The bank said that its board of directors has endorsed a new Country Partnership Strategy (CPS) for China covering the period between 2006 and 2010.
Poverty alleviation, helping China to integrate into the world economy, strengthening its financial sector, improving public and market institutions, and environmental protection are the five major objectives of the new five-year plan.
In support of the five major objectives, the CPS includes a large program of analytical and advisory services, and research and training to facilitate policy discussions and underpin future lending.
"The new Country Partnership Strategy recognizes clearly that helping China to strengthen its economy, manage its resources and environment and improve governance are important not only for the Chinese people but also for people all over the world," according to World Bank President Paul Wolfowitz.
Under the scheme the bank will lend up to US$1.5 billion annually to China, with about 70 percent of the cash going to proposed projects in inland provinces.
"China remains a developing country, with GDP (gross domestic product) per capita about US$1,740 and more than 135 million people living on less than a US$1 a day, mostly in rural areas and in inland provinces which lag behind," the bank said.

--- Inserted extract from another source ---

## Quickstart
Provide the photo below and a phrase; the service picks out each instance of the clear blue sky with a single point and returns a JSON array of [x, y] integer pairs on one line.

"The key aim of our strategy is to help China address its environmental challenges, social challenges and poverty challenges," said David Dollar, the World Bank's China country director.
The plan has a big role for the International Finance Corporation (IFC), the World Bank's private sector arm, which expects new investments in China to exceed US$500 million per year.
"IFC will continue to provide technical assistance to help improve the business environment in China, while complementary investments help to strengthen the financial sector, shift assets into the private sector and encourage the private sector to adopt international best practices," IFC's Executive Vice President Lars Thunell said.
According to Dollar, IFC's lending will go directly to the private sector, with a focus on small and medium-sized enterprises outside the coastal areas.